Removing skillsDir means Claude never sees the mandatory RAG CLAUDE.md. Adding allowedTools: [] as a belt-and-suspenders guard. Expected impact: removes 3+ tool-call turns, saves 4-6 min. With no tool use the first-attempt JSON parse will succeed, making the internal retry loop a true last-resort rather than a regular occurrence.

Fix 2: Increase `lockDuration` buffer (safety fix, zero risk)


lockDuration: 1_080_000,  // 18 min (15 min timeout + 3 min buffer, matches deliverable planner)

Fix 3: Extract planning-relevant sections from client context (shared with deliverable planner)

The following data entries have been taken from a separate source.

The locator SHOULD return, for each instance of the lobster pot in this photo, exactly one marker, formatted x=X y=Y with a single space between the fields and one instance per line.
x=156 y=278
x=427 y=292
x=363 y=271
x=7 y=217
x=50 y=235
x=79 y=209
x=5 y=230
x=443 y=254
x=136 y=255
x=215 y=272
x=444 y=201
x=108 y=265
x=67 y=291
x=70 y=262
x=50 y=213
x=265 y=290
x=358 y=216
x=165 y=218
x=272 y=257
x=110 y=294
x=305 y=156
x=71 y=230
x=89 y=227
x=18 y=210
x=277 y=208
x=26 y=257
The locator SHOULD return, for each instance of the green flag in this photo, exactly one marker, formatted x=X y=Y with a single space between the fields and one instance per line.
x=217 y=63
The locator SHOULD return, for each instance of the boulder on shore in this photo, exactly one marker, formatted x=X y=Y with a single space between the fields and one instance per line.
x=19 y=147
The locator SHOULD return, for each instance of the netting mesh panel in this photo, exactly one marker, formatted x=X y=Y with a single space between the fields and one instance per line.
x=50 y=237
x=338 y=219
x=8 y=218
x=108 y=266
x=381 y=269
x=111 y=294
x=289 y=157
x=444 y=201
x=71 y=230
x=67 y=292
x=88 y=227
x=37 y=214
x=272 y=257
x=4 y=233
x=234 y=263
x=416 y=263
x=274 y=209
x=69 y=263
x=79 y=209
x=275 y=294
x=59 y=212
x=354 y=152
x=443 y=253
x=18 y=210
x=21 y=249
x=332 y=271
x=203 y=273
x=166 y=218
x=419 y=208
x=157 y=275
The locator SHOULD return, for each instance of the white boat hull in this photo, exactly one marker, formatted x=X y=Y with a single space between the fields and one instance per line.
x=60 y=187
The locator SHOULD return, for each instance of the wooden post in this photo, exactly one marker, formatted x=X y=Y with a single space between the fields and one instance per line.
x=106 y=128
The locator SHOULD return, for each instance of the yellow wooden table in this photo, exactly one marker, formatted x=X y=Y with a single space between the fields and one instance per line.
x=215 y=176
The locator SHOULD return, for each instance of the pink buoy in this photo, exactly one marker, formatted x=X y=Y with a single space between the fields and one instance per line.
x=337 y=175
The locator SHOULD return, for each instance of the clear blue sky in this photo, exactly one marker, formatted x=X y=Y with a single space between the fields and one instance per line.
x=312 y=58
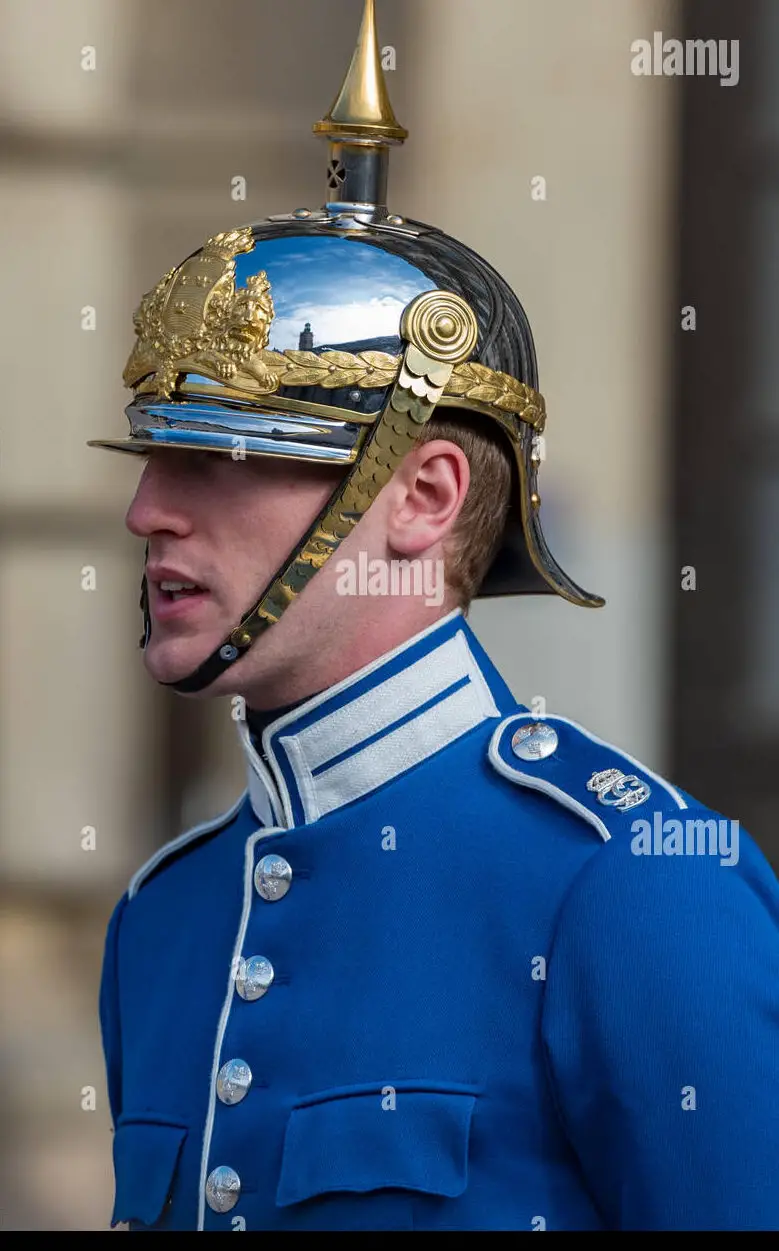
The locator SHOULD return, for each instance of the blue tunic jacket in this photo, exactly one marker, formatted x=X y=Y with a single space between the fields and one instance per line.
x=503 y=986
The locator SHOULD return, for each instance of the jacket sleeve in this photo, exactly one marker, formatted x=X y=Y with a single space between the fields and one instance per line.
x=660 y=1030
x=110 y=1025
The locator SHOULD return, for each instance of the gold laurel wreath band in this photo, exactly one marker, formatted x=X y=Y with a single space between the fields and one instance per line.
x=334 y=369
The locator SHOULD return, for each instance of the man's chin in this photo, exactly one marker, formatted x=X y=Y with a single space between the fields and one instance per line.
x=169 y=661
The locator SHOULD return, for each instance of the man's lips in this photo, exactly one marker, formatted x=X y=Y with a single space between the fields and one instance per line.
x=173 y=606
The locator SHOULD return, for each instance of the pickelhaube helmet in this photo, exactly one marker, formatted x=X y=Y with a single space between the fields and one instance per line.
x=333 y=335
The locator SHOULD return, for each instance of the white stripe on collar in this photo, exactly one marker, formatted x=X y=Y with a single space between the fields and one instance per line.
x=388 y=717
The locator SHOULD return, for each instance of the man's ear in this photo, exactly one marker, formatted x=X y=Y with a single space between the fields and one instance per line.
x=430 y=486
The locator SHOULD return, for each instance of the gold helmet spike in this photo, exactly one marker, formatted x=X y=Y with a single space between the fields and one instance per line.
x=360 y=125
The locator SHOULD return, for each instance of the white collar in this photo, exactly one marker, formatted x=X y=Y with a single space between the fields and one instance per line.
x=373 y=726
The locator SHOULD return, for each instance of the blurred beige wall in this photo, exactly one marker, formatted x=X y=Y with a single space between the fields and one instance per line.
x=111 y=177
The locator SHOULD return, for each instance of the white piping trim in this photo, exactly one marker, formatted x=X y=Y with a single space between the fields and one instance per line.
x=545 y=787
x=261 y=783
x=225 y=1012
x=180 y=841
x=303 y=709
x=537 y=783
x=389 y=757
x=602 y=742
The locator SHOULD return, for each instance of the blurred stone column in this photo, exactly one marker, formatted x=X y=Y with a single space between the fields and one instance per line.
x=498 y=94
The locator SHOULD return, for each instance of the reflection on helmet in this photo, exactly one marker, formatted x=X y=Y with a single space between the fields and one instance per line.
x=333 y=335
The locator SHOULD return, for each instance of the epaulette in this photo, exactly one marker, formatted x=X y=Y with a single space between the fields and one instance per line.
x=175 y=845
x=599 y=782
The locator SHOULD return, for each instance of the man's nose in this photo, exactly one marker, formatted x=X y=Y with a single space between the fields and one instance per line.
x=156 y=504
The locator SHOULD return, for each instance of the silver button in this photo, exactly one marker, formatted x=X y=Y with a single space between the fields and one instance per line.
x=223 y=1189
x=254 y=977
x=534 y=742
x=273 y=877
x=233 y=1081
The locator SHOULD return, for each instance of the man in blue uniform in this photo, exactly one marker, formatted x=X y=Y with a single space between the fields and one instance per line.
x=444 y=965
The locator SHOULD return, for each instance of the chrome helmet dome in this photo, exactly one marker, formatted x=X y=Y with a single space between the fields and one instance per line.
x=333 y=335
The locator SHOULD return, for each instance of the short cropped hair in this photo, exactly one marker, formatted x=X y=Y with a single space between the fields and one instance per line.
x=478 y=531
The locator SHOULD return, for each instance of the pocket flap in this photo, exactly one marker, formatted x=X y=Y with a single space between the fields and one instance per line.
x=145 y=1156
x=409 y=1140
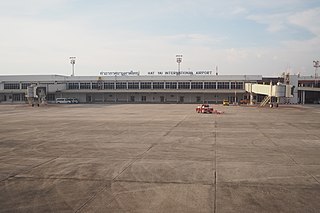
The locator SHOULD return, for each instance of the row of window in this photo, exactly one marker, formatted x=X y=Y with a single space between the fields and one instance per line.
x=155 y=85
x=14 y=86
x=139 y=85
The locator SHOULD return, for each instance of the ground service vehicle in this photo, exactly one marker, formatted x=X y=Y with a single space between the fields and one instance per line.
x=204 y=108
x=73 y=100
x=63 y=101
x=244 y=101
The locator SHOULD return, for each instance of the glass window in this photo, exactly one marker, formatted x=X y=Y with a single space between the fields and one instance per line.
x=158 y=85
x=25 y=85
x=108 y=85
x=210 y=85
x=196 y=85
x=171 y=85
x=73 y=86
x=145 y=85
x=97 y=85
x=223 y=85
x=236 y=85
x=184 y=85
x=12 y=86
x=121 y=85
x=133 y=85
x=85 y=85
x=16 y=97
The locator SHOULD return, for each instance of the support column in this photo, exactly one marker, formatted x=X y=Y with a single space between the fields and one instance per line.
x=251 y=98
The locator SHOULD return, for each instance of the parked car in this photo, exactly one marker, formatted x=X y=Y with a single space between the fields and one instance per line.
x=73 y=100
x=225 y=102
x=204 y=108
x=63 y=101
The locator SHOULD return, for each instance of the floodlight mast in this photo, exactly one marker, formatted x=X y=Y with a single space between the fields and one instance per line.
x=316 y=65
x=179 y=60
x=73 y=62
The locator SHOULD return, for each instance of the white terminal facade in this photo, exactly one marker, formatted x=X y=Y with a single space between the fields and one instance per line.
x=174 y=88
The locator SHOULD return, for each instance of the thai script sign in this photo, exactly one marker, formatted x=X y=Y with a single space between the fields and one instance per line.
x=130 y=73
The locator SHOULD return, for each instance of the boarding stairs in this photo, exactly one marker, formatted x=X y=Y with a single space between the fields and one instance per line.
x=266 y=100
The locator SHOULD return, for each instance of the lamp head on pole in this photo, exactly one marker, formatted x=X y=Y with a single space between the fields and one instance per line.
x=179 y=58
x=72 y=59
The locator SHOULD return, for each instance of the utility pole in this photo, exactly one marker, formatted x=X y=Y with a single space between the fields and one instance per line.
x=316 y=65
x=73 y=62
x=179 y=60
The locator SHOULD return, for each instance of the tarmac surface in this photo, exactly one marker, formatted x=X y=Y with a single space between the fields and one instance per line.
x=159 y=158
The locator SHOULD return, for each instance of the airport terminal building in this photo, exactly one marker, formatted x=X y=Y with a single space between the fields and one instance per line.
x=126 y=88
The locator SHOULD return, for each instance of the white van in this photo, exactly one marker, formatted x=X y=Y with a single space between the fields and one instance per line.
x=63 y=101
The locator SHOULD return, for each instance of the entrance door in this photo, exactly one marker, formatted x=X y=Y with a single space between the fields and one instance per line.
x=132 y=98
x=89 y=99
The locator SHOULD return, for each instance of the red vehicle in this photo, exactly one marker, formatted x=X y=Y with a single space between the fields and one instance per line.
x=204 y=108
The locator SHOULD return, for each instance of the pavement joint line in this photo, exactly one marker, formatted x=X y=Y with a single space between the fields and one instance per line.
x=164 y=182
x=140 y=157
x=62 y=178
x=291 y=158
x=167 y=133
x=104 y=188
x=28 y=169
x=215 y=165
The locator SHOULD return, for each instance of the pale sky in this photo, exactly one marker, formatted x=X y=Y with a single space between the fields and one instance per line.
x=239 y=36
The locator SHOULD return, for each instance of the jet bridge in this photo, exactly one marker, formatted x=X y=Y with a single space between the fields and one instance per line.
x=278 y=91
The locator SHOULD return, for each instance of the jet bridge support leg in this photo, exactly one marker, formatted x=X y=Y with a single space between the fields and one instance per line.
x=251 y=98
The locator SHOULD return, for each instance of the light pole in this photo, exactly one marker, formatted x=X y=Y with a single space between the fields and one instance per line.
x=179 y=60
x=316 y=65
x=73 y=62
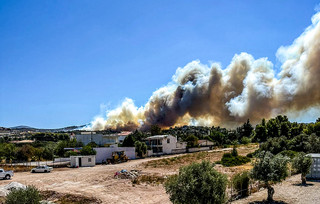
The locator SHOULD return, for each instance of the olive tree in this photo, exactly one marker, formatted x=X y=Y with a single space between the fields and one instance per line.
x=270 y=169
x=302 y=164
x=197 y=183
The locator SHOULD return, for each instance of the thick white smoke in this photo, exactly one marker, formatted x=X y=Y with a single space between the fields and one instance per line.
x=248 y=88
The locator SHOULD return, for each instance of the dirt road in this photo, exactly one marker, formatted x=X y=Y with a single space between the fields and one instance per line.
x=96 y=182
x=99 y=182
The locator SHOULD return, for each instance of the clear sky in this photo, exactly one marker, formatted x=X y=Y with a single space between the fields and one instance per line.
x=63 y=62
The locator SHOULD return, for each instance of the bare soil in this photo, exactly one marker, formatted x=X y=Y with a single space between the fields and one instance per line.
x=99 y=182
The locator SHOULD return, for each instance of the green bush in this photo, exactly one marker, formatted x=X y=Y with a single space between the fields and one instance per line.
x=253 y=154
x=197 y=183
x=30 y=195
x=289 y=153
x=245 y=140
x=229 y=160
x=240 y=183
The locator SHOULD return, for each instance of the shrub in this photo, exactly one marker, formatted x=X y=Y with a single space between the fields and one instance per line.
x=234 y=152
x=197 y=183
x=229 y=160
x=270 y=169
x=30 y=195
x=289 y=153
x=245 y=140
x=302 y=164
x=240 y=183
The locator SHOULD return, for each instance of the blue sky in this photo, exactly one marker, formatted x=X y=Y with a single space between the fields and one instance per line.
x=61 y=61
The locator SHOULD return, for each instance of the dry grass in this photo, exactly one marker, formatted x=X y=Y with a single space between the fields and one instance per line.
x=152 y=179
x=212 y=156
x=65 y=198
x=16 y=168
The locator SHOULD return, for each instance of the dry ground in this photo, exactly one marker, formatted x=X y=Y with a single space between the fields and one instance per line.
x=98 y=181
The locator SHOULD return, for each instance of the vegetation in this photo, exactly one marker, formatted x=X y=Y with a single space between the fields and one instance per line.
x=270 y=169
x=197 y=183
x=30 y=195
x=302 y=164
x=229 y=160
x=240 y=183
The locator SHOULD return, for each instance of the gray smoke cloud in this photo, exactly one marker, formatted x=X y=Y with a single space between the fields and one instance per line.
x=248 y=88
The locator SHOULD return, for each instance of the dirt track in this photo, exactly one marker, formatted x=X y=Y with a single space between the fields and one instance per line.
x=95 y=181
x=98 y=181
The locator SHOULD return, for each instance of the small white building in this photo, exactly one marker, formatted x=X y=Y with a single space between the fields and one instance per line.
x=101 y=139
x=83 y=161
x=105 y=153
x=164 y=144
x=315 y=167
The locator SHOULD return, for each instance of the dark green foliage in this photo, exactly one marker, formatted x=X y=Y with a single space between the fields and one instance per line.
x=240 y=182
x=234 y=151
x=197 y=183
x=192 y=141
x=302 y=164
x=289 y=153
x=229 y=160
x=30 y=195
x=155 y=130
x=245 y=140
x=270 y=169
x=245 y=130
x=88 y=150
x=141 y=148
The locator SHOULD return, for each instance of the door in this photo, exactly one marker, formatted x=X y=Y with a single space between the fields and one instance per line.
x=80 y=162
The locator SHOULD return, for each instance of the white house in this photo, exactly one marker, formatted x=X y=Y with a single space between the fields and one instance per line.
x=315 y=167
x=104 y=153
x=101 y=139
x=82 y=161
x=164 y=144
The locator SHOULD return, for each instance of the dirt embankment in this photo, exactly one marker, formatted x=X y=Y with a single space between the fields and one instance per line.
x=99 y=182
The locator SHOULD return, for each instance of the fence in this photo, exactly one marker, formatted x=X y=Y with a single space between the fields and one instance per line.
x=233 y=194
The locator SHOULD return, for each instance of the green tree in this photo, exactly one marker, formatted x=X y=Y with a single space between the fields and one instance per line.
x=302 y=164
x=270 y=169
x=197 y=183
x=141 y=148
x=30 y=195
x=240 y=183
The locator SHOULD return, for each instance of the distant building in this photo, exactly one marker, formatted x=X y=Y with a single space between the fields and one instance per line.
x=164 y=144
x=82 y=161
x=315 y=167
x=101 y=139
x=205 y=143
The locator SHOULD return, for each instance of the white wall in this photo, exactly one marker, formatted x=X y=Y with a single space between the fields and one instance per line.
x=168 y=147
x=104 y=153
x=74 y=161
x=198 y=149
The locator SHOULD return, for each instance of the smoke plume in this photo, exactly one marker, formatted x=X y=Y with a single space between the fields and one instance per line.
x=248 y=88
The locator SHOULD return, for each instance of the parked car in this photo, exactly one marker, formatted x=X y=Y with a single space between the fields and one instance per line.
x=42 y=169
x=6 y=174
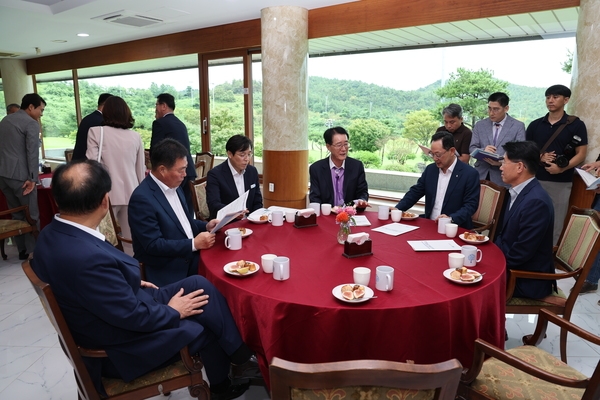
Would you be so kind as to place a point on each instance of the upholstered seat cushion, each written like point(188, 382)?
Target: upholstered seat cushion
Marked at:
point(115, 386)
point(501, 381)
point(555, 299)
point(361, 392)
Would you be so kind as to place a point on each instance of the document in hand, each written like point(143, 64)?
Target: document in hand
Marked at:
point(482, 154)
point(592, 182)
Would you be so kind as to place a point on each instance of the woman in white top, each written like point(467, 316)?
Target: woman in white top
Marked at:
point(121, 151)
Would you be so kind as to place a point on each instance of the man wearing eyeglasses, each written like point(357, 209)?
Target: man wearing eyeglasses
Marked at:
point(338, 179)
point(491, 133)
point(231, 179)
point(450, 187)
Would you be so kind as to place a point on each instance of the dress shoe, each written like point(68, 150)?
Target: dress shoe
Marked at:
point(247, 370)
point(233, 391)
point(588, 287)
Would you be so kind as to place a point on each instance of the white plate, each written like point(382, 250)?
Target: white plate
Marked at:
point(337, 293)
point(447, 276)
point(227, 271)
point(410, 218)
point(248, 232)
point(462, 237)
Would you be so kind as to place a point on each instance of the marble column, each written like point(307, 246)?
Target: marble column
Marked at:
point(15, 80)
point(284, 32)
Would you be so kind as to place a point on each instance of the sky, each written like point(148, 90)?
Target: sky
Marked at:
point(530, 63)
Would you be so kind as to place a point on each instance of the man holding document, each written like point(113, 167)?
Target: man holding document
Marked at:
point(234, 178)
point(166, 237)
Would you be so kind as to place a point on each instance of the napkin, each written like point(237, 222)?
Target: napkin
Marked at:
point(307, 212)
point(358, 238)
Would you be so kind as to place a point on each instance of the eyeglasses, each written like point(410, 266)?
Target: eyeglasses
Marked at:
point(341, 144)
point(437, 155)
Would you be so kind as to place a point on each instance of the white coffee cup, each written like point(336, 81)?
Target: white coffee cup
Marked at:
point(472, 255)
point(362, 276)
point(383, 212)
point(442, 224)
point(266, 260)
point(276, 218)
point(451, 230)
point(281, 268)
point(233, 240)
point(456, 260)
point(384, 278)
point(316, 207)
point(290, 216)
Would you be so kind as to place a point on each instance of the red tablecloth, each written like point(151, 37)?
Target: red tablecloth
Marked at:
point(426, 318)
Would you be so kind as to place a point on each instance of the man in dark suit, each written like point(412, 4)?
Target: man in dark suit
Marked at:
point(525, 234)
point(491, 133)
point(451, 187)
point(106, 305)
point(89, 121)
point(19, 163)
point(231, 179)
point(167, 125)
point(165, 236)
point(338, 179)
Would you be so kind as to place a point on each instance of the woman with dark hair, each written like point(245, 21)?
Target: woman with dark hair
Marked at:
point(121, 151)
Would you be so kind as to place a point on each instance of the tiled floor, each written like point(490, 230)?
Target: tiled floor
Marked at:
point(32, 365)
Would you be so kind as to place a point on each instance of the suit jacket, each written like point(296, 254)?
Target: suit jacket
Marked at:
point(123, 157)
point(89, 121)
point(169, 126)
point(98, 290)
point(221, 189)
point(525, 238)
point(462, 196)
point(19, 147)
point(159, 240)
point(321, 185)
point(483, 135)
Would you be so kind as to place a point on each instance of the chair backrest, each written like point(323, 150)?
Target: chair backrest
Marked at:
point(388, 379)
point(491, 200)
point(208, 159)
point(198, 189)
point(85, 385)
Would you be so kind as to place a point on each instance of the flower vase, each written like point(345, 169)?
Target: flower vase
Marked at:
point(343, 232)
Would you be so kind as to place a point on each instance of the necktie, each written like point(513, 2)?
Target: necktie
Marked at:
point(496, 132)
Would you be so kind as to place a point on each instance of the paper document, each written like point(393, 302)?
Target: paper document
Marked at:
point(592, 182)
point(395, 229)
point(434, 245)
point(361, 220)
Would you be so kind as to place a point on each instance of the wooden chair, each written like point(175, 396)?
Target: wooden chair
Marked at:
point(68, 155)
point(527, 372)
point(184, 373)
point(577, 247)
point(198, 189)
point(379, 379)
point(491, 201)
point(14, 227)
point(208, 158)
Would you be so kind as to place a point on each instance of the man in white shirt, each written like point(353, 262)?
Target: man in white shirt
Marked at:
point(451, 187)
point(165, 236)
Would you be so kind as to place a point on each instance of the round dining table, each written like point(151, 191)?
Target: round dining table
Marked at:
point(425, 318)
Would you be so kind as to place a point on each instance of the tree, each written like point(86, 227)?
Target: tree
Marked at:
point(419, 126)
point(470, 89)
point(364, 134)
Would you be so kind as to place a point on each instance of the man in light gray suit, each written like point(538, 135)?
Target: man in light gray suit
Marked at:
point(491, 133)
point(19, 162)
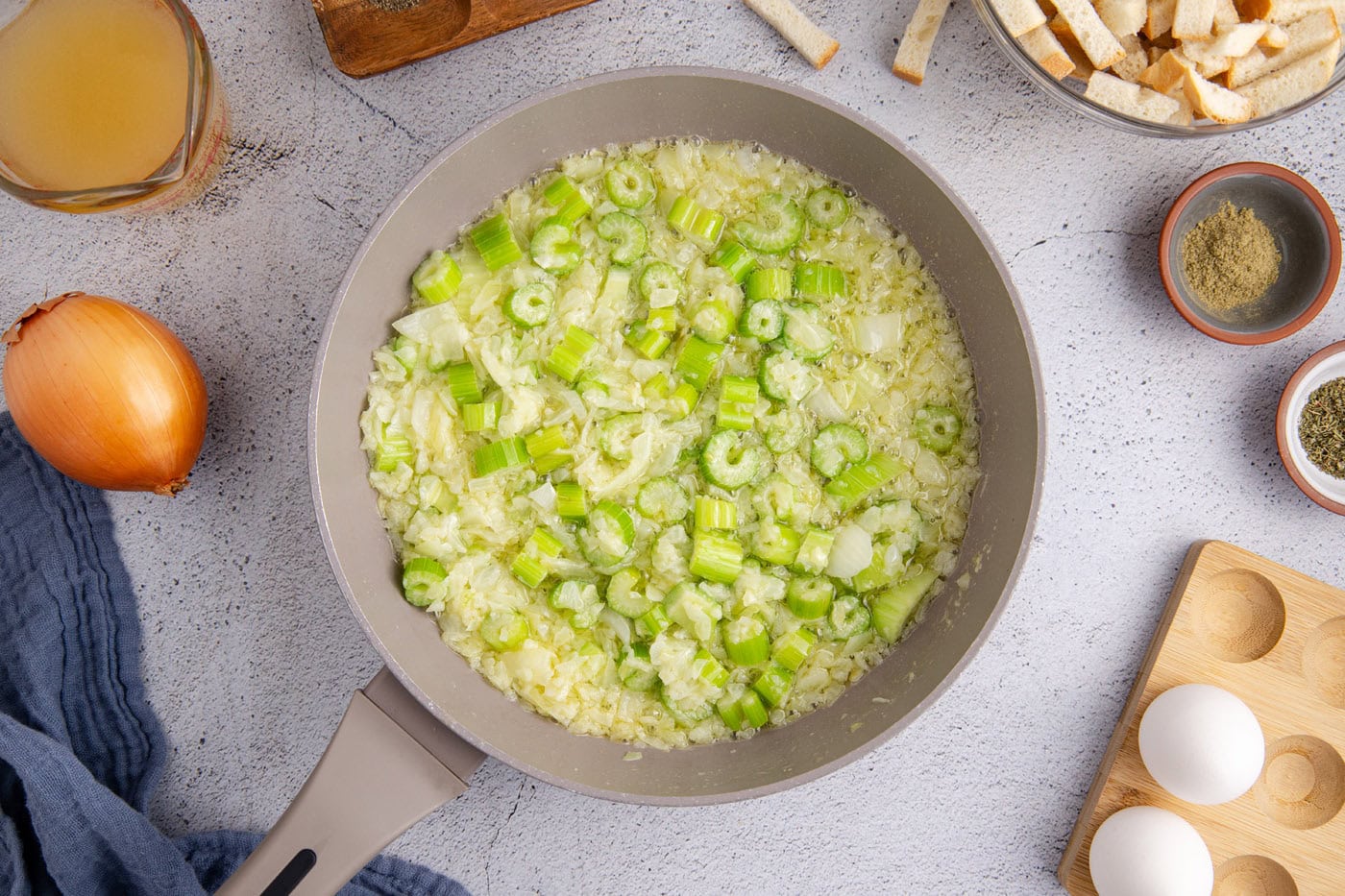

Same approach as the deliverable planner Option 1 — parse the context markdown by # headings at prompt-build time and include only: overview, goals, audience, channels.

Estimated impact: reduces context from ~30-50K chars to ~4-6K chars, saves 1-2 min per turn.

Fix 4: Switch model to claude-haiku-4-5 (optional, after Fix 1 validated)

Pure structured JSON from known templates → activity pipeline. Haiku performs equivalently at ~5x the speed.


model:      "claude-haiku-4-5",
timeoutSec: 300,
lockDuration: 480_000,

Recommended Fix Order

Fix 1 (allowedTools + remove skillsDir + maxTurnsPerRun) — zero quality risk, expected 4-6 min gain, also eliminates the retry-loop double-invocation risk.
Fix 2 (lockDuration buffer) — safety fix, zero risk.
Fix 3 (context section extraction) — share implementation with deliverable planner.
Fix 4 (Haiku) — after validating Fix 1+3 on a live run.